Thursday, Tes Zayin Elul תרנ"ב (1892) was the last day of Sheva Brachos for the Rebbe Rashab's sister, Chaya Mushka. On that day, the Rebbe Rashab went to the Ohel of his father, the Rebbe Maharash. On Friday he again visited the Ohel, and stayed there until very late, returning with tear-stained eyes.
On Shabbos, the Rebbe Rashab would customarily start davening very early in the morning and finish around two in the afternoon. On that Shabbos he davened much longer than usual and with exceptionally fiery passion.
It was not until the farbrengen of Shemini Atzeres תרנ"ב (1892) that he related what had occurred that Shabbos:
"Whenever I prepare a maamar, I don’t deliver it publicly until I receive a sign from Above that the maamar has become one with me, integrated within me. I toiled immensely in the maamar of that Shabbos, and yet it was still not utterly internalized with me. I decided then to visit my father, the author of the teaching that had inspired the maamar. When that did not help, I traveled again on Friday, and thanks to HaShem, the maamar became internalized.
"Now, HaShem leaves no debt unpaid, so because of my dedication, my father repaid me. On that Shabbos, Chai Elul, my father appeared to me and said, 'Let us go and hear Torah from the Baal Shem Tov,' and he took me with him. Throughout that Shabbos I heard from the Baal Shem Tov seven different teachings, each one at a different time of the day."

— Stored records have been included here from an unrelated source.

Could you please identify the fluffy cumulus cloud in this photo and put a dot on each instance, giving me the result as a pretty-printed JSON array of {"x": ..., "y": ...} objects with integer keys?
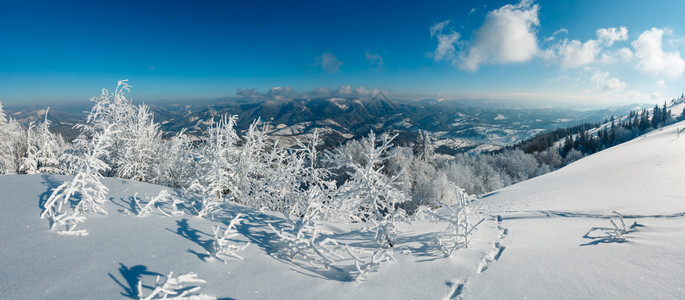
[
  {"x": 605, "y": 83},
  {"x": 288, "y": 93},
  {"x": 328, "y": 62},
  {"x": 447, "y": 39},
  {"x": 571, "y": 54},
  {"x": 652, "y": 59},
  {"x": 438, "y": 27},
  {"x": 507, "y": 36},
  {"x": 375, "y": 60},
  {"x": 574, "y": 53}
]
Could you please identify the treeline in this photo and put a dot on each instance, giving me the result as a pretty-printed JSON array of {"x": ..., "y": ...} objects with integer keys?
[{"x": 248, "y": 167}]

One of those teachings concerned the strength of the neshama, and the Baal Shem Tov concluded it by saying: "The simplicity of HaShem's Essence (Atzmus) shines in unlearned Yidden more than in bnei Torah."
(סה"ש תרצ"ז ע' 189, 197)
When President Zalman Shazar visited the Rebbe in the winter of 5733 (1973), he spoke of the am haaratzus, the sheer ignorance, of the Russian Yidden who were moving to Eretz Yisroel. More than once, the Rebbe corrected him and said that this should not be referred to as am haaratzus but rather as their being poshut, meaning that they were ordinary and unlettered. The Rebbe added that this simplicity in fact connects them with the simple and undefinable Essence of HaShem.